Shipowners deem new tax as unconstitutional

By Nikos Roussanoglou

The Union of Greek Shipowners considers unconstitutional a Finance Ministry tax initiative last December that tripled the capacity tax on all vessels in Greece.

Theodoros Veniamis, the head of the union, told members on Thursday that the three-year tax which applies to all ships belonging to Greece-based companies, regardless of their flag, amounts to “a blatant violation of the Constitution.”

He added that it practically cancels out the union’s preceding voluntary initiative which led to an agreement with the government for the optional doubling of the capacity tax for three years. Almost 3,000 ships, representing the vast majority of the Greek-owned fleet in terms of capacity, had been committed via that process to the voluntary doubling of their taxation, according to the president of the shipowners.

Veniamis said he hopes the government soon realizes that adopting the measure will not bear the desired results, as has been the case with other measures of similar character.

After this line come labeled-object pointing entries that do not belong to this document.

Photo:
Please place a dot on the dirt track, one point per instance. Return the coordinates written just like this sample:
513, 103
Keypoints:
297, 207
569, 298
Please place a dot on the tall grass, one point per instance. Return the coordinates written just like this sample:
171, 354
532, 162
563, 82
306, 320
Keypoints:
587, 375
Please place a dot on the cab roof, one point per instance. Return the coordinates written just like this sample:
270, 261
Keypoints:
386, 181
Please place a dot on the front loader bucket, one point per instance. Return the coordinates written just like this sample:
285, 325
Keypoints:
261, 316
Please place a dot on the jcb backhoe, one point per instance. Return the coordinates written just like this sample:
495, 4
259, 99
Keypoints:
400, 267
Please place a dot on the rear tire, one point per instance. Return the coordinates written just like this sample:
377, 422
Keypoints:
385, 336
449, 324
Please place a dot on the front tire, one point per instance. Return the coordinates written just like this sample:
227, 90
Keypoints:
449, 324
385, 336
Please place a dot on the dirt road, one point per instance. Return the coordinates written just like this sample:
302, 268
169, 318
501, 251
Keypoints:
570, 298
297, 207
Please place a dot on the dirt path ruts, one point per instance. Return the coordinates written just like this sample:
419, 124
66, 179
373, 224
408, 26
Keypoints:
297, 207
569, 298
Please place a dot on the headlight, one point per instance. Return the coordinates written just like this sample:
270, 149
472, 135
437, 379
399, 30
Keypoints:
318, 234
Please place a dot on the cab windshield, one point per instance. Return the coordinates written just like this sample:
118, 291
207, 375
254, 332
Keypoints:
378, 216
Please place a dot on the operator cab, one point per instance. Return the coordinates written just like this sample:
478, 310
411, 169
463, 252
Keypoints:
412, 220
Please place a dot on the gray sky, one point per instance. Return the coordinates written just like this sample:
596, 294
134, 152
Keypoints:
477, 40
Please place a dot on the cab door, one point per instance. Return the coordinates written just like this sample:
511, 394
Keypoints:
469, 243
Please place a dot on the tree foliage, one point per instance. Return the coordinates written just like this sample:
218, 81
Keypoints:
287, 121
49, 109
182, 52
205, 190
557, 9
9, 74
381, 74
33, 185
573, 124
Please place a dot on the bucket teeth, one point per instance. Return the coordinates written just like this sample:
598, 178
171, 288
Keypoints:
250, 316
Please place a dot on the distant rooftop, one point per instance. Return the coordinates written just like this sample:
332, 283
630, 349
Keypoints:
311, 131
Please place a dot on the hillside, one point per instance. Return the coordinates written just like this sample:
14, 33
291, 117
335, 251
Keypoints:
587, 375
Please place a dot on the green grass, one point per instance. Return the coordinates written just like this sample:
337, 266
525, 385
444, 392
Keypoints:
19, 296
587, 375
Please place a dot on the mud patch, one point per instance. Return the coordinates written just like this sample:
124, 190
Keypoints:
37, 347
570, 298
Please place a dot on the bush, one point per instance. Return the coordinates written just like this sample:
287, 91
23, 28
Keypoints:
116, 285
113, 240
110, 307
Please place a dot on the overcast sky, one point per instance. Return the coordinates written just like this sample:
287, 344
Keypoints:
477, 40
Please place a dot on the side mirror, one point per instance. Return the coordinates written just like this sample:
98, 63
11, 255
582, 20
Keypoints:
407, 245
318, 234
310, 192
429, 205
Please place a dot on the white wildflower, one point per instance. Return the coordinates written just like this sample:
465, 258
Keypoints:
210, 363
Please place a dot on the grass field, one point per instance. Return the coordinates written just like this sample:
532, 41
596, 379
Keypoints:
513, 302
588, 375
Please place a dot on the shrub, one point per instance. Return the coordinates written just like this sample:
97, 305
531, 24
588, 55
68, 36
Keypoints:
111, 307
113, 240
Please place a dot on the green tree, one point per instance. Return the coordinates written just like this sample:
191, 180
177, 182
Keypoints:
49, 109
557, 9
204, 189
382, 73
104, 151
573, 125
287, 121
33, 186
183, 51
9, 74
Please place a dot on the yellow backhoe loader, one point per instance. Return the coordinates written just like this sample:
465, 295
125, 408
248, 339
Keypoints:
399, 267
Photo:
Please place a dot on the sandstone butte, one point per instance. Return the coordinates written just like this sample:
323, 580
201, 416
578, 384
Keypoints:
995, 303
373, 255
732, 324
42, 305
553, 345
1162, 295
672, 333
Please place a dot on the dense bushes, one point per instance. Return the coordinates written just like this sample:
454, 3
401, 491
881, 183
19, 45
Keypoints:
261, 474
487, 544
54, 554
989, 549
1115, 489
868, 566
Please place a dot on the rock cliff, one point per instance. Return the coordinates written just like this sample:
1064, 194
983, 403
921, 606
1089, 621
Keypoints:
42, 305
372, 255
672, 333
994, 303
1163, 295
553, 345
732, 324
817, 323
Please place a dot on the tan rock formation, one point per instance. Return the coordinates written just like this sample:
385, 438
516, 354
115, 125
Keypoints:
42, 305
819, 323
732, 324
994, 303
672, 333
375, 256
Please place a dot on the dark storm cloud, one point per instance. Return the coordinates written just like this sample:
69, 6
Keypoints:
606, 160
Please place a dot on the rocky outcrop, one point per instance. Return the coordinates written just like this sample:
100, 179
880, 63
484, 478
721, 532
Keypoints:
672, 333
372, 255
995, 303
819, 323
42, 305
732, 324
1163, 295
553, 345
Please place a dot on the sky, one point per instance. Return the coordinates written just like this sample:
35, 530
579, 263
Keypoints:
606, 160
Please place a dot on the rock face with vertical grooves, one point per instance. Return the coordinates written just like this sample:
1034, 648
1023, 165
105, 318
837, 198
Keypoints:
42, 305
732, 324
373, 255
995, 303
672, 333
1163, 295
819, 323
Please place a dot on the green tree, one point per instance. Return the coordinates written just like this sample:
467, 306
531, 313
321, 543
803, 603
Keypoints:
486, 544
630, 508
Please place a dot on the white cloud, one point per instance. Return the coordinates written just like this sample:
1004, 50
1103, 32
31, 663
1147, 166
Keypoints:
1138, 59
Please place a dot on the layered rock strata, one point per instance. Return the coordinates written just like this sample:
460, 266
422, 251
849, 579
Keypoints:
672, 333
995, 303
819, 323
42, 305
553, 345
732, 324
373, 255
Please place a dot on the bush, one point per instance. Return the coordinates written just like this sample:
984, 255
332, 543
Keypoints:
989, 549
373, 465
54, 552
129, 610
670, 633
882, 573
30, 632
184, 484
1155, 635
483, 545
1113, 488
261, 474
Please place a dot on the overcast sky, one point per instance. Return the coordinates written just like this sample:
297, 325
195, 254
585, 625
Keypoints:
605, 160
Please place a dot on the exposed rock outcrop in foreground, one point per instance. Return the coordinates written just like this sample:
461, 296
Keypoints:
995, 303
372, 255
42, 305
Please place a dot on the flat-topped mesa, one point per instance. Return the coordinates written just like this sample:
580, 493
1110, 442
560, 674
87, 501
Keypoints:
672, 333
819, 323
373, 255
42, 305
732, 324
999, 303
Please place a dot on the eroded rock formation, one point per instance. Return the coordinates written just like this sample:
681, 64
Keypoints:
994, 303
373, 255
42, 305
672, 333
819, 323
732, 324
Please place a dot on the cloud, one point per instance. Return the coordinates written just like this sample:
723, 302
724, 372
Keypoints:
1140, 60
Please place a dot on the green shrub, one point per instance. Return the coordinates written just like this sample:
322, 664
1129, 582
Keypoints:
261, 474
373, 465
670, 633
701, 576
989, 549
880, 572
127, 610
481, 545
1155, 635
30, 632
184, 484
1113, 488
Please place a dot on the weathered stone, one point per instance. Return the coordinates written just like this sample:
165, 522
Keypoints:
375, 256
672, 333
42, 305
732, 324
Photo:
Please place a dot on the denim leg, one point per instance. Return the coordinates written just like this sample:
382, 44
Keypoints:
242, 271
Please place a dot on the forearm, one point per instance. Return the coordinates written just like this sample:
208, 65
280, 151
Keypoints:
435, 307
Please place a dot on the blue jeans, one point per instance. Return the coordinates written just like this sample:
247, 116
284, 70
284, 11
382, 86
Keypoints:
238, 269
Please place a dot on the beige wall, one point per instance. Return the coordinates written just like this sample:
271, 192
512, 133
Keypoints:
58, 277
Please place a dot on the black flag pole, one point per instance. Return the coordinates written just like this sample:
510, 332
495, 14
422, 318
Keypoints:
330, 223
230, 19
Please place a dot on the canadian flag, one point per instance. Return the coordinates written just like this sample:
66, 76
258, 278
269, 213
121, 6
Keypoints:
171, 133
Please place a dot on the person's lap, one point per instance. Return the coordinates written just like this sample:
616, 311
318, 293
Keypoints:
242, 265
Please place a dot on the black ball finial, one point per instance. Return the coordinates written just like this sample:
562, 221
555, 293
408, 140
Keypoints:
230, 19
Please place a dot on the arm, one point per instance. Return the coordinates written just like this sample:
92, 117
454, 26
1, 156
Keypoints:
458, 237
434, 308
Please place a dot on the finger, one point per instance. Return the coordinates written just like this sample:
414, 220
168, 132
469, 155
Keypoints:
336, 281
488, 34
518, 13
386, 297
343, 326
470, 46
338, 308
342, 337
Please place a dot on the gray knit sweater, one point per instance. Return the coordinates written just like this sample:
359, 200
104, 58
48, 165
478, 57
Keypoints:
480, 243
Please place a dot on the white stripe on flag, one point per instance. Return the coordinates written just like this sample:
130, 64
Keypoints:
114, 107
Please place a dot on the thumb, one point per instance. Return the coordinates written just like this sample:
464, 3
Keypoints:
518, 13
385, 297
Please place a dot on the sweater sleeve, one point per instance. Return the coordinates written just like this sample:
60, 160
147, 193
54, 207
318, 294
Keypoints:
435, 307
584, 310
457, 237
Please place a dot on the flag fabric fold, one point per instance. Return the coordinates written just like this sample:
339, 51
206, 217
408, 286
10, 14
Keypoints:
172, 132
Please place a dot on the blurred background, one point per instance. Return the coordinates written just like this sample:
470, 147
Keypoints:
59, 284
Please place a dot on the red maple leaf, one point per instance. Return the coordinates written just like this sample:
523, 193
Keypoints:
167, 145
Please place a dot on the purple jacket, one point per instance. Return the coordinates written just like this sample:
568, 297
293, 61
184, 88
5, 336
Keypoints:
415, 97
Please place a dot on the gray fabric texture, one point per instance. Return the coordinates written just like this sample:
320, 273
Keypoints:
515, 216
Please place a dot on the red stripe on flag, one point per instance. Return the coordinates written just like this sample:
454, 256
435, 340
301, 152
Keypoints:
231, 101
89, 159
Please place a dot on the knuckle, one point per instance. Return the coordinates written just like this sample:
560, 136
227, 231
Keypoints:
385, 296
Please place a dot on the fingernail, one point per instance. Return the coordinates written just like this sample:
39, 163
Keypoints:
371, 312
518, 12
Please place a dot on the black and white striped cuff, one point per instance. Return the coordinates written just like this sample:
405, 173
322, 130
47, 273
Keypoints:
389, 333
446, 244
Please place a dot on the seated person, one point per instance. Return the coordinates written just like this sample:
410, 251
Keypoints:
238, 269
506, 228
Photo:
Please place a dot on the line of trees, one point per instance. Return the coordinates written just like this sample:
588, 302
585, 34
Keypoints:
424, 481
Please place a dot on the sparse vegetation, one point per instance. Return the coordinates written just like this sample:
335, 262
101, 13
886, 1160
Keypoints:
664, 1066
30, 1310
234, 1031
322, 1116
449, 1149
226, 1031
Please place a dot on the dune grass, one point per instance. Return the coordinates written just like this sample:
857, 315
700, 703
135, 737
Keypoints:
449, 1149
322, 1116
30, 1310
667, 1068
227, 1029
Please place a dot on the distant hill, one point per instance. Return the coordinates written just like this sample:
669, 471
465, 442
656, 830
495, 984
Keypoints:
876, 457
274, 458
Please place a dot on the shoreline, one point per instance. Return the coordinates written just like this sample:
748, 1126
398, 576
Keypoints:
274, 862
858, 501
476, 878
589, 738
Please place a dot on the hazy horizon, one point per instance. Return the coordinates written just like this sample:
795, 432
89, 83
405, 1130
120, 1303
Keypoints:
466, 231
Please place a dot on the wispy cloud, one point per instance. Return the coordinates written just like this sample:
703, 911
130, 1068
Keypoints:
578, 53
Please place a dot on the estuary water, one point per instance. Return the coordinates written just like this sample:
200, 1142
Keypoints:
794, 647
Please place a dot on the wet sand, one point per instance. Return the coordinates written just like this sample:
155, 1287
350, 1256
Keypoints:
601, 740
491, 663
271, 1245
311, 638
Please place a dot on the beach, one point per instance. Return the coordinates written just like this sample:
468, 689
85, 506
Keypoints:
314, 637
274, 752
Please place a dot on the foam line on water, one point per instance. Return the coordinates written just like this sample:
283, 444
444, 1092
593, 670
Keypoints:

He went on to note that the revenues shortfall that the government had anticipated from the voluntary contribution could be covered either by attracting more new vessels to the Greek register or discussing other ideas that would be mutually acceptable.

Greek shipowners currently have orders for 372 ships at international shipyards, stated Veniamis, reminding his audience that the Greek-owned fleet retained its global lead in 2013, controlling 16.25 percent of the world’s fleet based on capacity. Greeks control 23.5 percent of the global tanker fleet and 18.5 percent of the world’s dry-bulk carriers.